SCOTT SIMPSON, Vancouver Sun, July 30, 2010
But a government official says cap-and-trade program, carbon tax will be mutually exclusive
British Columbia industries will face two sets of environmental regulations for their greenhouse gas emissions.
At a conference call on Thursday by the Environment Ministry's Climate Action Secretariat, a government official said B.C.'s major industries will still pay carbon taxes after the 2012 introduction of a cap-and-trade program regulating their smokestack emissions.
Cap-and-trade regulations will apply to emissions from stationary assets such as smelters and gas processing plants, while the carbon tax would apply to transportation fuel such as diesel for large mining trucks.
Secretariat chief negotiator Tim Lesiuk said the taxes would be mutually exclusive.
"There have been repeated commitments from the government that we won't double-regulate emitters," Lesiuk said.
"Cap-and-trade would only cover up to one-third of B.C.'s emissions.

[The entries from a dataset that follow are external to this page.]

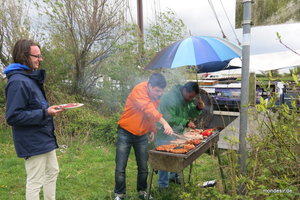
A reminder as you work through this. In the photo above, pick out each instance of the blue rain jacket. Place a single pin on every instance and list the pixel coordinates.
(26, 111)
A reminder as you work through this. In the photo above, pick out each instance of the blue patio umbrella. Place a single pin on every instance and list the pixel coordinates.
(208, 54)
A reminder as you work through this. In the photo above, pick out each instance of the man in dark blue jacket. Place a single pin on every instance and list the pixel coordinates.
(31, 118)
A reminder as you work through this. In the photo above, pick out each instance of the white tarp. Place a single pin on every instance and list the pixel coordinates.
(271, 61)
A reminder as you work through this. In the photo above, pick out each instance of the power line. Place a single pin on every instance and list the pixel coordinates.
(214, 11)
(230, 24)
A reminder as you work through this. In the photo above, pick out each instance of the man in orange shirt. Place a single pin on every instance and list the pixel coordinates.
(137, 121)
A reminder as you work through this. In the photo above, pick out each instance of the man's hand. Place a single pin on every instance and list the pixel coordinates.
(200, 104)
(191, 125)
(151, 136)
(54, 110)
(167, 128)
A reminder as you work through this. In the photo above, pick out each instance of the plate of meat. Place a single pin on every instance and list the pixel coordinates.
(71, 105)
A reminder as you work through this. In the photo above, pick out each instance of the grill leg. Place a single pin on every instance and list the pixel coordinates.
(181, 180)
(190, 172)
(221, 169)
(150, 184)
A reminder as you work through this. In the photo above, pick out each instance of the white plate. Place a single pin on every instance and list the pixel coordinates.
(71, 105)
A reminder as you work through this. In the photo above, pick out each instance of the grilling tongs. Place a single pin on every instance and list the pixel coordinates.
(180, 136)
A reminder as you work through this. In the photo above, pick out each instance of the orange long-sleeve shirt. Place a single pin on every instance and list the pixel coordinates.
(140, 112)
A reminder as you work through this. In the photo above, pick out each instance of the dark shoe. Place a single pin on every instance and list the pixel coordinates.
(163, 189)
(143, 195)
(175, 180)
(119, 196)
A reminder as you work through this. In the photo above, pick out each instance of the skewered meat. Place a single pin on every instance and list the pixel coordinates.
(177, 141)
(194, 141)
(181, 150)
(189, 146)
(208, 132)
(165, 147)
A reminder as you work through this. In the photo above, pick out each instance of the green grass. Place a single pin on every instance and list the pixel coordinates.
(87, 172)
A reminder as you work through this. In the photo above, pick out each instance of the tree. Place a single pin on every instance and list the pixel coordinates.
(165, 30)
(14, 25)
(88, 30)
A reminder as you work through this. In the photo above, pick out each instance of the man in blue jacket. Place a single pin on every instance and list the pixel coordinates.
(31, 118)
(179, 110)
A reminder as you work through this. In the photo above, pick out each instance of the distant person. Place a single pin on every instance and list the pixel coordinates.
(179, 110)
(137, 121)
(31, 118)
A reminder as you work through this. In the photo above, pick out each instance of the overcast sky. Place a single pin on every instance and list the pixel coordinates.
(200, 20)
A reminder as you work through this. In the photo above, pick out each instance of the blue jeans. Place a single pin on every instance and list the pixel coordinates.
(140, 145)
(164, 176)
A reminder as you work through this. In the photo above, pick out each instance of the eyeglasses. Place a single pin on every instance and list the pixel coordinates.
(36, 56)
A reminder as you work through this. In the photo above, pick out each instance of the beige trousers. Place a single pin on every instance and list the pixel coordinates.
(42, 171)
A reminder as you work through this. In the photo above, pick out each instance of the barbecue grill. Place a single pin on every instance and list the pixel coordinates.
(172, 162)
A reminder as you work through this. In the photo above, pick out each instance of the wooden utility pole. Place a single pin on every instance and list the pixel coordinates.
(245, 89)
(141, 28)
(140, 18)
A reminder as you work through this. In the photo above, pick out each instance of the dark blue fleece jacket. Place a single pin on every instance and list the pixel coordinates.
(26, 111)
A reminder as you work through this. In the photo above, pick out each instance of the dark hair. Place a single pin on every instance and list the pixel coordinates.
(21, 52)
(192, 87)
(157, 80)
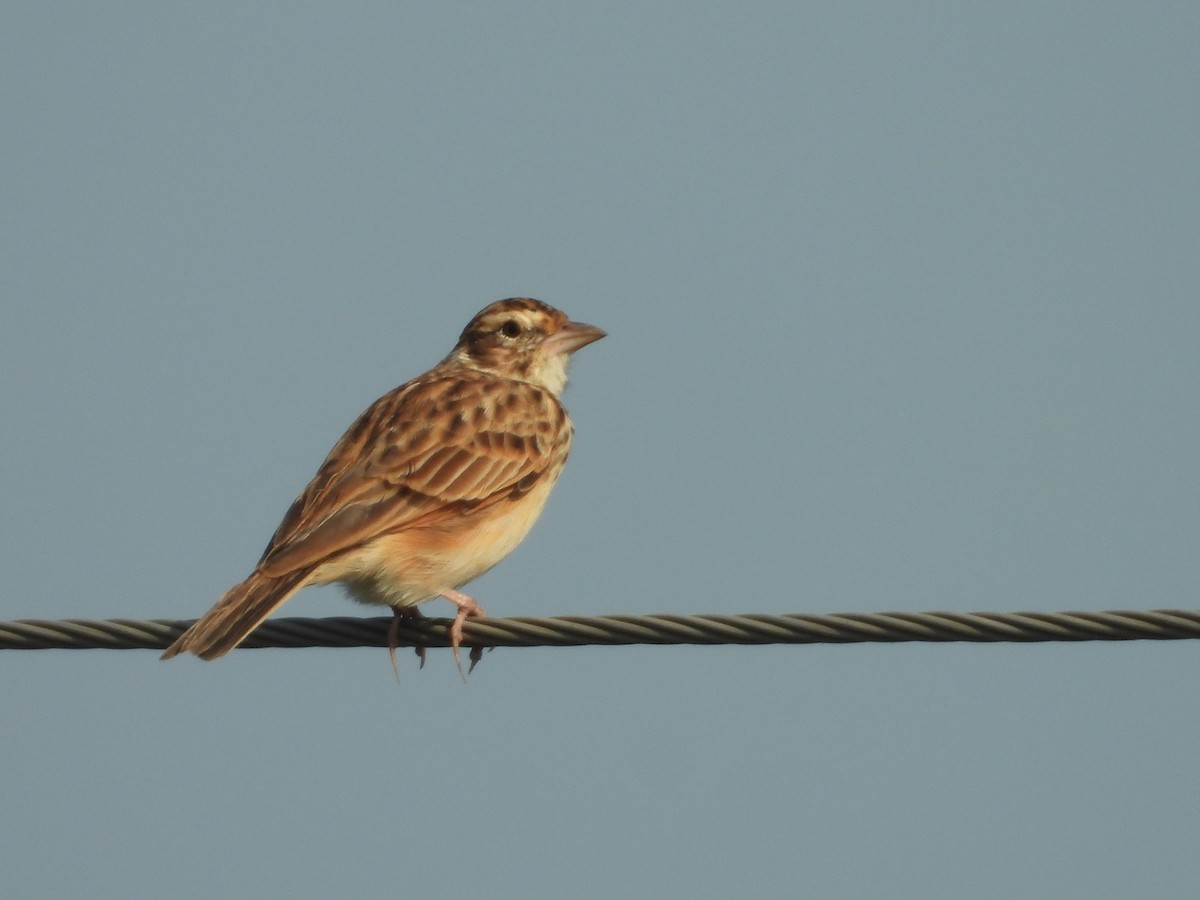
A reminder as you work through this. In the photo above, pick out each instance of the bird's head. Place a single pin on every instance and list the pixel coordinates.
(525, 340)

We will put those emissions under the cap and trade and not have them under the carbon tax.
"The other two-thirds of the emissions in B.C. would remain under the carbon tax -- the transportation, residential and commercial.

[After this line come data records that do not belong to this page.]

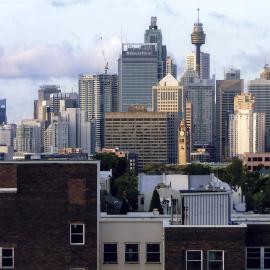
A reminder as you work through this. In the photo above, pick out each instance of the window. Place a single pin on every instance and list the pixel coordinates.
(253, 258)
(110, 253)
(132, 253)
(77, 236)
(153, 253)
(215, 260)
(6, 258)
(266, 258)
(193, 259)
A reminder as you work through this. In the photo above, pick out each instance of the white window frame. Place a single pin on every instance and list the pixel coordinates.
(152, 243)
(114, 243)
(212, 250)
(70, 234)
(192, 250)
(133, 243)
(1, 257)
(261, 257)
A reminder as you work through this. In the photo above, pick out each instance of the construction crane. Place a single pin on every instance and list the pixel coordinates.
(106, 63)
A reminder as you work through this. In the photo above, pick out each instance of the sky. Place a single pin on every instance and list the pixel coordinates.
(52, 41)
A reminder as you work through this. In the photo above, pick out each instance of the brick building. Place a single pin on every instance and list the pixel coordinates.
(49, 215)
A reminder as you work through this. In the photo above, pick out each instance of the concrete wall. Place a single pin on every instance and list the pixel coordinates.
(131, 230)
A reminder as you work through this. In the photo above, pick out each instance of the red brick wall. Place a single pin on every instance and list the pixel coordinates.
(36, 219)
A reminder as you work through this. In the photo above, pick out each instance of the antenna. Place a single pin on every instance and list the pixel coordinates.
(106, 64)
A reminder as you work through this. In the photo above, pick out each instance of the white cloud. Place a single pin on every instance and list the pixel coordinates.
(42, 61)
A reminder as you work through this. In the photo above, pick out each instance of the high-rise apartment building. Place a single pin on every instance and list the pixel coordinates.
(143, 133)
(171, 67)
(204, 64)
(29, 136)
(246, 128)
(154, 35)
(198, 39)
(201, 95)
(57, 135)
(71, 100)
(7, 133)
(232, 74)
(42, 105)
(3, 111)
(137, 70)
(98, 95)
(226, 90)
(183, 144)
(260, 89)
(168, 96)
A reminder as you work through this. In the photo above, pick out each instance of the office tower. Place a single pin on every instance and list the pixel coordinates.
(42, 105)
(201, 95)
(7, 134)
(198, 39)
(137, 70)
(204, 64)
(88, 136)
(232, 74)
(260, 89)
(57, 135)
(98, 95)
(246, 128)
(29, 136)
(226, 90)
(71, 100)
(154, 35)
(183, 144)
(168, 95)
(171, 67)
(3, 111)
(73, 117)
(143, 133)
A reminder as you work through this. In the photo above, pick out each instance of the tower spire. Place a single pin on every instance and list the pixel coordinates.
(198, 39)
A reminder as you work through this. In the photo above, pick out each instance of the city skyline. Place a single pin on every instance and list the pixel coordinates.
(43, 31)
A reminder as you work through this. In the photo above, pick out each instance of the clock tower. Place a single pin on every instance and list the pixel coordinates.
(183, 144)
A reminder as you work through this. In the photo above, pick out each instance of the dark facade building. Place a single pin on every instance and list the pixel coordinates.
(48, 215)
(3, 111)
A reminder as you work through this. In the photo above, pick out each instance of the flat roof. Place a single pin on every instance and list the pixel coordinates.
(50, 161)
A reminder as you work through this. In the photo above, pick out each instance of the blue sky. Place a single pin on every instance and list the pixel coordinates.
(52, 41)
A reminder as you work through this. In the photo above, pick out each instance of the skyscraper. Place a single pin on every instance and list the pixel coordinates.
(3, 111)
(171, 67)
(246, 128)
(42, 105)
(204, 64)
(260, 89)
(29, 136)
(226, 90)
(198, 39)
(232, 74)
(137, 70)
(168, 96)
(201, 94)
(143, 133)
(154, 35)
(97, 95)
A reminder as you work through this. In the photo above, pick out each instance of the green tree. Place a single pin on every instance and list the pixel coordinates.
(155, 202)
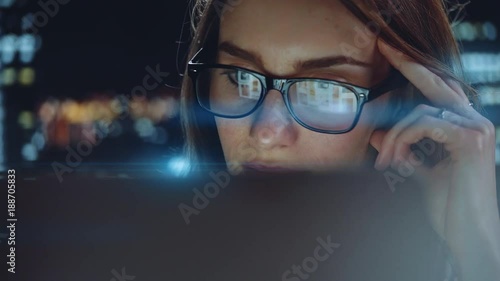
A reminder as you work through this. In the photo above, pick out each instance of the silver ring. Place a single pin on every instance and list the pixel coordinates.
(441, 114)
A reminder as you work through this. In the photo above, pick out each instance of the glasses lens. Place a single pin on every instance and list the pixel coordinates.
(323, 105)
(228, 92)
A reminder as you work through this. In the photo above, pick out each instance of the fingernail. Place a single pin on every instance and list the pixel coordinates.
(378, 163)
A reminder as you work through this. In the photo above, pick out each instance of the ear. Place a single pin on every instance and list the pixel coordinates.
(376, 139)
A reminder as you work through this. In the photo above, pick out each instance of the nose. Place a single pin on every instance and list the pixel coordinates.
(273, 126)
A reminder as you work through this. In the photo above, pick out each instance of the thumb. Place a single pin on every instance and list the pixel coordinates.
(377, 138)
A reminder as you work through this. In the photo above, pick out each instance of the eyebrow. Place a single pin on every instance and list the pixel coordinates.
(325, 62)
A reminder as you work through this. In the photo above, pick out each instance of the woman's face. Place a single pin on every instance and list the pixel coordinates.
(277, 38)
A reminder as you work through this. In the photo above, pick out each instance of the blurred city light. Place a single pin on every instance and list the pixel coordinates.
(179, 166)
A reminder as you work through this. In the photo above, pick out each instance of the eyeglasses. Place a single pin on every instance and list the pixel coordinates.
(320, 105)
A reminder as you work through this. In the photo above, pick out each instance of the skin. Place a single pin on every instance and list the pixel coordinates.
(281, 38)
(460, 191)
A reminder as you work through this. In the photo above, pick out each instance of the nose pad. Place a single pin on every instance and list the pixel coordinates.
(273, 125)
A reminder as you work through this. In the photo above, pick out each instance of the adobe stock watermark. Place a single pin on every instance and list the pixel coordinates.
(49, 9)
(121, 276)
(74, 156)
(310, 264)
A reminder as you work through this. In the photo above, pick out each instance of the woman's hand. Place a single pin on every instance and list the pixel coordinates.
(461, 189)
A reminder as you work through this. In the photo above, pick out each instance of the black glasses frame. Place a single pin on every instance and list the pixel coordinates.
(363, 95)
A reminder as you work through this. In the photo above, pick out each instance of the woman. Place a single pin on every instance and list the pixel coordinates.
(327, 91)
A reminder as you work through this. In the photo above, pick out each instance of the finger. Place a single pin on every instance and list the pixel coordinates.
(438, 130)
(392, 149)
(433, 87)
(377, 138)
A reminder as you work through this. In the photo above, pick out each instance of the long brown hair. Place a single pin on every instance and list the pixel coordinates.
(419, 28)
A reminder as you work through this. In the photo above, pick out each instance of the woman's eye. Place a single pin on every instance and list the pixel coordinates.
(231, 76)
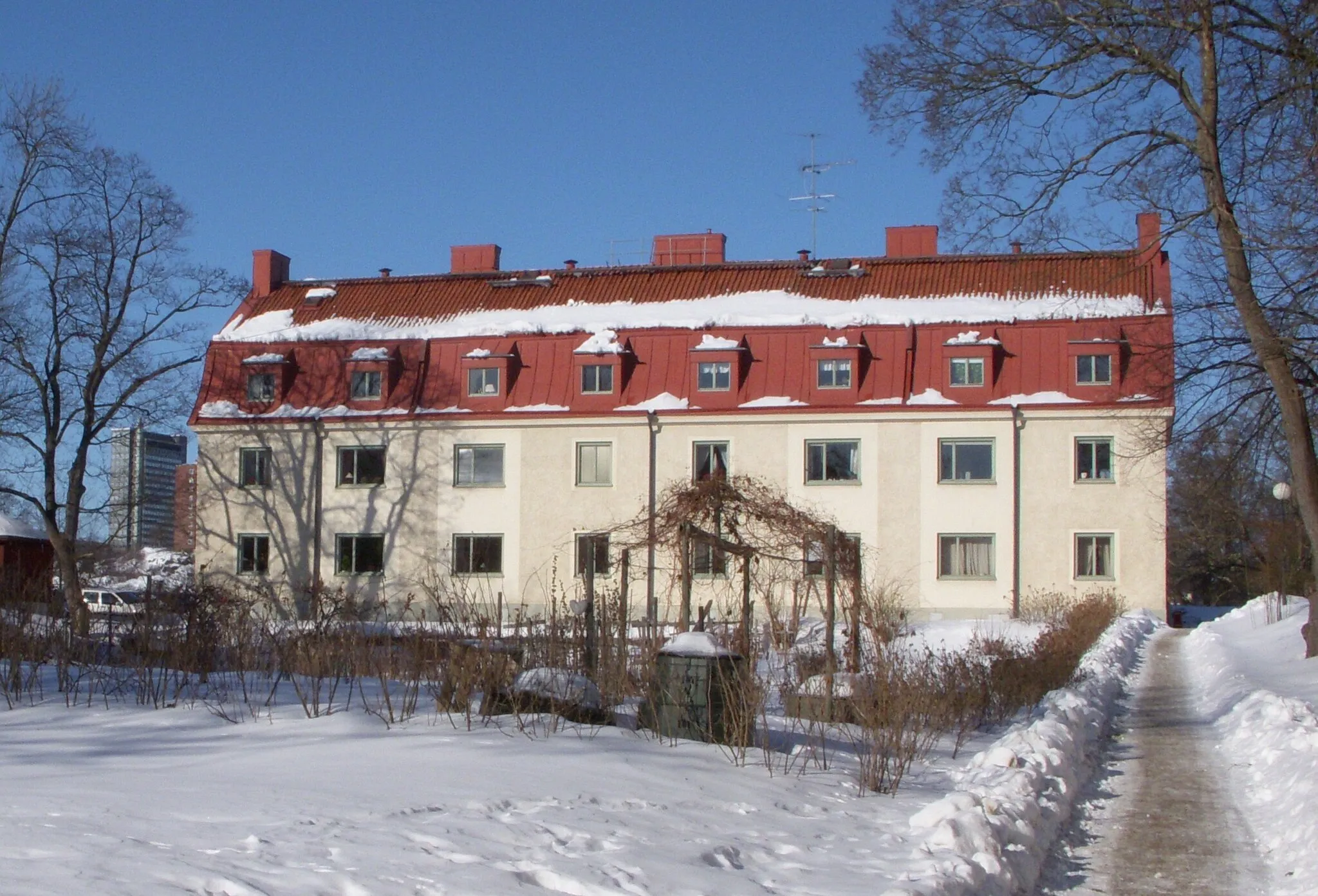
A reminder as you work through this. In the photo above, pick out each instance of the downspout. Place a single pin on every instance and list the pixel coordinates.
(1018, 423)
(651, 604)
(317, 489)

"We are also working with the federal government under our agreement in principle to ensure that there isn't a double regulation between the provincial government and the federal government."

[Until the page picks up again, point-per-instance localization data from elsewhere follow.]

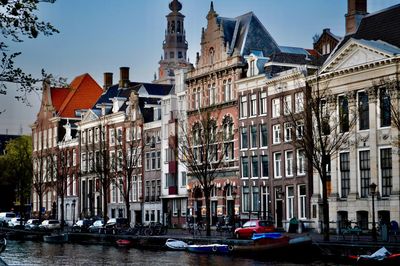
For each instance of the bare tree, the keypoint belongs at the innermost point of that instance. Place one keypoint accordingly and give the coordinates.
(201, 149)
(129, 161)
(322, 122)
(18, 20)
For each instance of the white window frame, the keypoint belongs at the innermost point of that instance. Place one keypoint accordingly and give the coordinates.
(301, 163)
(299, 102)
(289, 163)
(287, 104)
(276, 107)
(276, 129)
(277, 165)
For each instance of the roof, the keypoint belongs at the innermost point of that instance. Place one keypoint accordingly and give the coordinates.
(382, 25)
(246, 33)
(82, 92)
(149, 93)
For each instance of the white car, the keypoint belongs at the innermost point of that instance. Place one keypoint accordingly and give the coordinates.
(50, 225)
(15, 222)
(32, 224)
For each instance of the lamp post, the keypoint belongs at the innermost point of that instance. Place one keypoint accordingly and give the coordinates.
(372, 188)
(73, 211)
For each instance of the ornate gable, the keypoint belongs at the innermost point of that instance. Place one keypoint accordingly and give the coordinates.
(357, 53)
(89, 116)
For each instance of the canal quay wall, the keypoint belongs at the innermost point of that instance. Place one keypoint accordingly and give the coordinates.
(337, 246)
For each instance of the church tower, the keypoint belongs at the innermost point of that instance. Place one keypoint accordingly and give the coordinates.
(175, 46)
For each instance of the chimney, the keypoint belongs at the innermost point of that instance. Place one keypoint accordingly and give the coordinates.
(124, 77)
(356, 10)
(107, 80)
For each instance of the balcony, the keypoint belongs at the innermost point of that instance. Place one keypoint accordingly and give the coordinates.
(172, 190)
(172, 167)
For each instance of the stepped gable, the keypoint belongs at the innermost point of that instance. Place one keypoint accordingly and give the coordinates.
(81, 94)
(245, 33)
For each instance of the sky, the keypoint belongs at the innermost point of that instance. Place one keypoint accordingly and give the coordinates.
(98, 36)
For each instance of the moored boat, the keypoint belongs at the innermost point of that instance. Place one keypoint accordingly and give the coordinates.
(175, 244)
(123, 242)
(210, 248)
(3, 243)
(380, 257)
(57, 239)
(263, 242)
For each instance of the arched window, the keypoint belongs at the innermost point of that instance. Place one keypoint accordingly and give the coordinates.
(212, 54)
(228, 135)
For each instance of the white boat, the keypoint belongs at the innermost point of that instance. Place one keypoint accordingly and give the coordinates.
(175, 244)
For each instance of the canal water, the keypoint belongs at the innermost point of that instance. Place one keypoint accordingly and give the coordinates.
(39, 253)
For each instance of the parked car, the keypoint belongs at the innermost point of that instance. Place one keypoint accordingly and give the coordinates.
(97, 226)
(5, 217)
(254, 226)
(50, 225)
(32, 224)
(81, 226)
(16, 222)
(115, 225)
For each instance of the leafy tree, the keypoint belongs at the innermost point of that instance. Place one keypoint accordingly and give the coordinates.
(19, 163)
(18, 20)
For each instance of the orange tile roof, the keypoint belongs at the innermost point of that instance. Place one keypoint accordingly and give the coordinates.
(58, 96)
(82, 93)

The secretariat promised two weeks ago that it would be releasing a pair of discussion papers on the new regulations, but it was announced during the conference call that the release will be delayed until mid-September.
However a number of details about the structure of the new program were discussed.
B.C. is introducing the regulations as part of its commitment to the Western Climate Initiative, a group of 11 North American provinces and states that have agreed to form a single association in support of greenhouse gas reductions -- employing tactics such as the establishment of a carbon credit trading hub.
Lesiuk said the trading hub will be open to the public.
That means speculators such as U.S. investment houses, hedge funds and commodity traders will be able to trade in credits representing individual tonnes of emission -including the use of financial products such as futures contracts and derivatives.
Lesiuk said the B.C. Securities Commission would be involved in development of the new trading product -- which could potentially drive up the price industries would have to pay if they want to ramp up production (and increase their own emissions tonnage).
One participant in the call, carbon market analyst Alyden Donnelly, suggested in a subsequent interview that if the carbon tax and cap-and-trade systems are successful in driving down emission levels, the government will see its carbon-related revenues drop.
That would have a negative impact on revenue to the province, since the carbon tax in particular was designed to be revenue neutral.
If revenues from the carbon tax drop, there's no mechanism other than a tax increase to make up the shortfall, Donnelly said.
Several jurisdictions in Europe, where carbon trading schemes are well advanced, are already experiencing shortfalls of this nature, she added.
Conference call participants were also warned by a representative from the single largest participant in the Western Climate Initiative that it may be forced by the state's voters to pull out of the scheme.
Energy industry lobbyists and an anti-tax group in California are circulating a petition to stop the state from imposing any limits on carbon dioxide emissions on the premise that the U.S. economic recession makes climate-focused laws unaffordable.